O ministro teceu críticas diretas à amplitude da liminar concedida por Barroso, que também vedou a exigência de registro policial para certificar estupro. Ele disse que a decisão do colega “transforma as limitações legais ao abortamento em um nada jurídico”, pois “permite a realização do procedimento em vista da mera vontade de realizá-lo”.
Ele também advertiu que não cabe ao Judiciário definir especificidades de políticas públicas ou qual seria o “número ideal de abortos praticados no país”, sob pena de afrontar a soberania nacional e a discricionariedade técnica do Ministério da Saúde.
Fux apontou que as ações retiram da sociedade “o direito soberano de definir, por meio dos seus representantes eleitos, a melhor solução para as controvérsias de ordem eminentemente moral”.
O que dizem as ações sobre aborto
As Arguições de Descumprimento de Preceito Fundamental (ADPFs) analisadas defendem que é necessário uma decisão da Corte para superar barreiras no sistema de saúde e a flexibilizar a realização do aborto. A ADPF 989 pede a declaração de “estado de coisas inconstitucional” no sistema de saúde pública referente à realização do aborto em casos de estupro.
A ação é assinada pela Sociedade Brasileira de Bioética (SBB), pela Associação Brasileira de Saúde Coletiva (Abrasco), pelo Centro Brasileiro de Estudos de Saúde (Cebes) e pela Associação Rede Unida, que integram a “Frente pela Vida”.
As requerentes argumentam que a maioria dos hospitais habilitados estão concentrados no Sudeste e negam o serviço, citando problemas burocráticos, exigência de obstetra e anestesista, restrição de idade gestacional (após 23 semanas) e a postura não acolhedora dos profissionais.
Já a ADPF 1.207, ajuizada pela Associação Brasileira de Enfermagem (Aben) e pelo PSOL, questionava a constitucionalidade da restrição do procedimento apenas a médicos, conforme o Art. 128 do Código Penal. A ação alega que essa limitação contribui para a burocracia e compromete o acesso a um procedimento “que várias categorias profissionais podem realizar”.

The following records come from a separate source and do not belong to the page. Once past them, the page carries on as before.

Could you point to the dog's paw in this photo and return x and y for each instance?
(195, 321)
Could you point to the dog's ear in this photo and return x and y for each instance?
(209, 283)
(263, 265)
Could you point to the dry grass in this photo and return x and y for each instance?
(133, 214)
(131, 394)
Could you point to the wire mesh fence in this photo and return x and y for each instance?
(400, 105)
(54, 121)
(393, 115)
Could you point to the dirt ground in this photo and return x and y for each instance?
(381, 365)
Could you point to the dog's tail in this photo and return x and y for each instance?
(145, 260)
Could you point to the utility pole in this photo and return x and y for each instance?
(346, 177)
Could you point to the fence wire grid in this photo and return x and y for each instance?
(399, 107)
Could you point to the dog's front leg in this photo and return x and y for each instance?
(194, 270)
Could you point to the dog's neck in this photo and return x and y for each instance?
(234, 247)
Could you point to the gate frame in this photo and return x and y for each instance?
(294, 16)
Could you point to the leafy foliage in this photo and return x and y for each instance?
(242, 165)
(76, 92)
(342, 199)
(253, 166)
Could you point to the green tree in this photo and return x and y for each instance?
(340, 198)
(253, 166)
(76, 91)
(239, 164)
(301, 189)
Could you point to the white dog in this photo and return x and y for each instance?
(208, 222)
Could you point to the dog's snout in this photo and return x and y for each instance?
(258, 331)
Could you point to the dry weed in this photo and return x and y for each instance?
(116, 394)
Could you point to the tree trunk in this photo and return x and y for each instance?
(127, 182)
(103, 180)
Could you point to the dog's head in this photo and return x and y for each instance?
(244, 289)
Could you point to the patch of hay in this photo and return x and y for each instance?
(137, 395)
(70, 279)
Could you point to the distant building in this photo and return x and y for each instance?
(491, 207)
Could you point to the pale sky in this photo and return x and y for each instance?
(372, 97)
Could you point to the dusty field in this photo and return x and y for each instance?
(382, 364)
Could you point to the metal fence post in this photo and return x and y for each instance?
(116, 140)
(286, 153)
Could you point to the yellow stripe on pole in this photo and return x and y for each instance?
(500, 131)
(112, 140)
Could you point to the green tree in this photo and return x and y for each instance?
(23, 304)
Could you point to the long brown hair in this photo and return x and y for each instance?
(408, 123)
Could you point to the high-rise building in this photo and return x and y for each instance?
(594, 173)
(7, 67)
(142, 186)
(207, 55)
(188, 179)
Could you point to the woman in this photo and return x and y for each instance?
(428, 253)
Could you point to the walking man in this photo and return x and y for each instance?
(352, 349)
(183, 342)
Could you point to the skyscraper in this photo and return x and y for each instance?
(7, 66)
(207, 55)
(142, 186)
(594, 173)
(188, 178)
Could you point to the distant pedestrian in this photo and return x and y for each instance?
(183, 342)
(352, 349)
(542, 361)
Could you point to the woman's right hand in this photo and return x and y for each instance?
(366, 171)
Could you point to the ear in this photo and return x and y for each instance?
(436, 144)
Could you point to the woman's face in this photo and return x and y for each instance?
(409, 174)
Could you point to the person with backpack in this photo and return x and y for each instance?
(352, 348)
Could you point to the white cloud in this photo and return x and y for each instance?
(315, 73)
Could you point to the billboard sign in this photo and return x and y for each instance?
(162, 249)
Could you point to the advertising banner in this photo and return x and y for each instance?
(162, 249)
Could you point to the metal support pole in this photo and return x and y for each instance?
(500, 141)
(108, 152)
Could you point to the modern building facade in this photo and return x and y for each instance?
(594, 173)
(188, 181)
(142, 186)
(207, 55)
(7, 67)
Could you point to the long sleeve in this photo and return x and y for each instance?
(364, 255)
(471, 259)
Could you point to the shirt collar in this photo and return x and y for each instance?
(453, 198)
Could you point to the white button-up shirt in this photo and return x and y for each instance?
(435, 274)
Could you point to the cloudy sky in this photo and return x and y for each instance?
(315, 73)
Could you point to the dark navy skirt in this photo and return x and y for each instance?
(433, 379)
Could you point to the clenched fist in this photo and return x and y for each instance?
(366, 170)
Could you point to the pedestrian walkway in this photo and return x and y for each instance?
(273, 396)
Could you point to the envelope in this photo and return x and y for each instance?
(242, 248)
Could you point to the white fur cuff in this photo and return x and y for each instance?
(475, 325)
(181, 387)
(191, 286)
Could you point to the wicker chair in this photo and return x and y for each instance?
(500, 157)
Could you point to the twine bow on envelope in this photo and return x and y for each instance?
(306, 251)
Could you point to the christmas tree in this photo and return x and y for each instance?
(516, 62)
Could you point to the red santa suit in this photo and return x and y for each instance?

No último dia 17, Barroso concedeu parcialmente os pedidos. Ele ampliou a atuação de enfermeiros para auxiliar na interrupção da gestação e a abstenção, por parte dos órgãos de saúde, de criar impedimentos não previstos em lei, como restrição de idade gestacional ou exigência de registro de ocorrência policial.
Além disso, Barroso estendeu a exclusão de ilicitude à categoria. Com isso, ele suspendeu todos os procedimentos administrativos e penais contra enfermeiros e técnicos por auxiliarem nos procedimentos.